Saba Ahmad is a Litigator working on environmental, administrative and commercial matters in Toronto. Learn more at www.sabaahmad.com
Of course the whole thing has been blown out of proportion. But for Ford’s newsworthiness and Friday being a slow news day, people would not normally have paid this much attention to routine allegations of sexual harassment.
And that’s the purpose of this blog entry – to emphasize how it’s all so “everyday”.
Many commentators suggest Sarah Thomson should have to file a formal police complaint to earn the “right” to be taken seriously.
That offends me.
We’re supposed to disbelieve anyone alleging sexual harassment if they aren’t willing to “go to the wall” with the allegations? Why? Does being the victim of harassment carry with it the responsibility to seek redress?
If it does, many, many victims are not meeting this standard.
The obstacles to reporting are many. Chief among them is lack of time and motivation. Most of us do not seek retribution or even reconciliation with those who have wronged us. We prefer to move on and look forward. And given how often “routine” sexual harassment happens, frequent contact with authorities would be disruptive if victims always reported.
Besides, in the absence of a prosecutable offence, what’s the point of reporting? Take groping by a stranger: if you lack proof, are fuzzy on details and you weren’t hurt (merely offended/outraged) then why must the victim re-live the experience for a police officer who can’t do anything anyway?

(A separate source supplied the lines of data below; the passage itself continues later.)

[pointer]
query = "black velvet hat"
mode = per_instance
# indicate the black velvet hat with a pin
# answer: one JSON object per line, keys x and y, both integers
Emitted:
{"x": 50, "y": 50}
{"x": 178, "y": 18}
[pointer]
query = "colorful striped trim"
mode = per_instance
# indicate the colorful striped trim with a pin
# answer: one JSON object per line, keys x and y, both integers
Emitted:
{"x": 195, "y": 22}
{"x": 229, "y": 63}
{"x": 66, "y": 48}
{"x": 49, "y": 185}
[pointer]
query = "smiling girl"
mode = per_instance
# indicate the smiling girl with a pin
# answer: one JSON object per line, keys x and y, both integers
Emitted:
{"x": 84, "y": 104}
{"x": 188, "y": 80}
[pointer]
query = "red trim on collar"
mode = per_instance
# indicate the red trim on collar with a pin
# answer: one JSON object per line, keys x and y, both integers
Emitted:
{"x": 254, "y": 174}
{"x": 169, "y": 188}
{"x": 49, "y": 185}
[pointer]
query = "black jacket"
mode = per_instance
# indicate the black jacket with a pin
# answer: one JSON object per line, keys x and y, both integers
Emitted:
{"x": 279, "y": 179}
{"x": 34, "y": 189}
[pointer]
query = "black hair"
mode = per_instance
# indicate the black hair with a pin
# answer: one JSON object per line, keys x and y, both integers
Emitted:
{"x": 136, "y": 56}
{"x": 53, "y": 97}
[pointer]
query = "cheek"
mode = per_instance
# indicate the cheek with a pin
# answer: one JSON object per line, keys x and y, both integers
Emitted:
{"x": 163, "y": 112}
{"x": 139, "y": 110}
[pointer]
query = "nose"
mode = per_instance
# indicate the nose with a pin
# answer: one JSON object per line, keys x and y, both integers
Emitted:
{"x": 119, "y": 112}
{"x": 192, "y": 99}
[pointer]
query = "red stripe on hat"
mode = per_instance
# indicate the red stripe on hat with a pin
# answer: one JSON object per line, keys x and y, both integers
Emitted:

We live in a society where most victims move on and try to heal without drawing on judicial and law enforcement resources. Part of that healing might include griping.
Griping on Facebook is very common – for complaining about politicians, cell phone providers, and guitars broken by United Airlines.
Sarah Thomson vented and she did not strive to insulate Rob Ford from media scrutiny.
That does not amount to making mischief. And the possibility of mischief does not make Sarah Thomson a liar.
I wasn’t there. I don’t know exactly what happened. I do know Sarah Thomson’s story is familiar. There’s a lack of proof and the level of harm is minimal. In those circumstances, most victims would not invest a good deal of time and energy to seek redress.
And in the absence of evidence disproving Sarah Thomson’s allegations, a libel suit would come to nothing.
In short, this he-said/she-said story is ill-suited for the courts. And that’s no reason to attempt to silence either Thomson’s allegations of sexual harassment, or Ford’s allegations of libel.